Brute-force computation has eclipsed humans in chess, and it could soon do the same in the ancient Asian game of Go.
Feng-hsiung Hsu, a key designer of Deep Blue--the IBM computer that in 1997 defeated chess grandmaster Garry Kasparov, then the world champion--now proposes to apply the same approach to the vastly more complex Chinese game of Weiqi, known in the West by its Japanese name, Go.
That approach, known as brute-force analysis, exploits the peculiar ability of computers to calculate vast numbers of possible game outcomes while sidestepping their weakness in judgment and planning. Brute force was long derided in the artificial-intelligence community as a copout from the grand challenge of mimicking not merely the results but also the modes of human thought, but, as Hsu points out, the method has proved itself time and again, not only on the chessboard but also in such practical spheres as market analysis and weather forecasting.

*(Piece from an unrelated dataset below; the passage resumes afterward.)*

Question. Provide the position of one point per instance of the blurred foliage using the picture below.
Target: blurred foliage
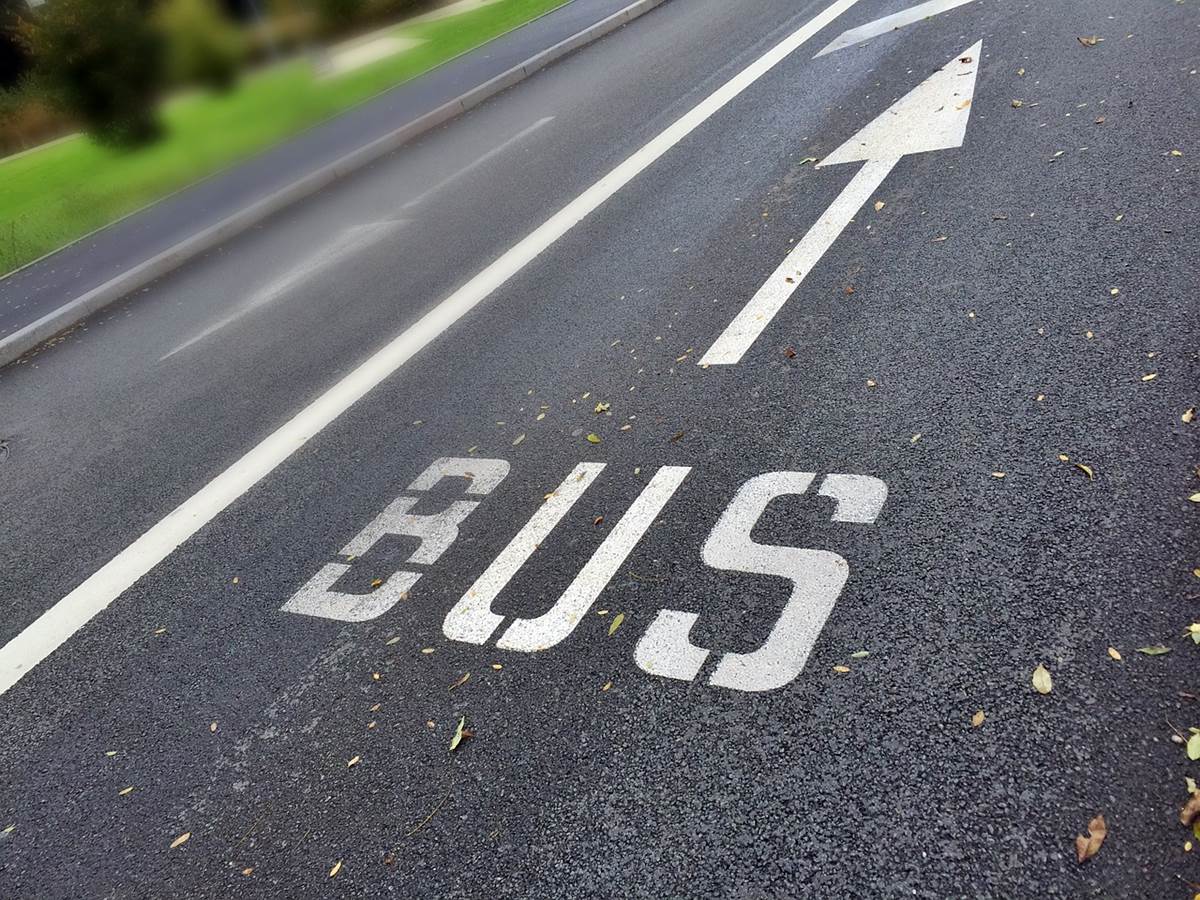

In his current position as a manager in Microsoft Research Asia, in Beijing, Hsu is looking for Chinese graduate students to design, with his support and encouragement, a preliminary version of a grandmaster Go machine. If the concept proves itself valid, the next step would be to pursue the ultimate goal of beating the best human players.
Go is played on a 19-by-19 board on which each player places a "stone" at the intersections of the lines with the aim of capturing enemy formations and territory. The game is devilishly difficult for computers because of its truly astronomical level of complexity. A typical Go position offers a player a choice of about 200 move possibilities, about six times more than in chess. That means each additional move ahead that a player attempts to calculate increases the complexity gap by a factor of six. After nine moves, a Go machine will have generated 10 million more possibilities than its chess-playing counterpart.
Adding still more to the relative challenge is the problem of assigning a numerical value to the positions that lie at the branch-ends in the analysis tree. In chess, such values can be assigned by simple arithmetic; in Go, additional moves must often be calculated. Only after grading millions or even billions of end positions can the program work its way backward along the tree of analysis to discover the best move.
Hsu insists that those problems can be overcome. First, he appeals to Moore's Law, the semiconductor industry's tendency to double the number of transistors on a chip every two years. Within a decade, Hsu argues, we will be able to make a special-purpose computer a million times more powerful than Deep Blue.
Second, he proposes algorithms to cut the analysis tree down to size. One such algorithm would in certain cases allow the program to rule out vast numbers of moves without having to look at each one. Another algorithm would reuse conclusions reached in one branch of the tree by "grafting" them onto another branch. The grafting idea was found wanting in chess programming, but Hsu explains why it ought to work better in Go.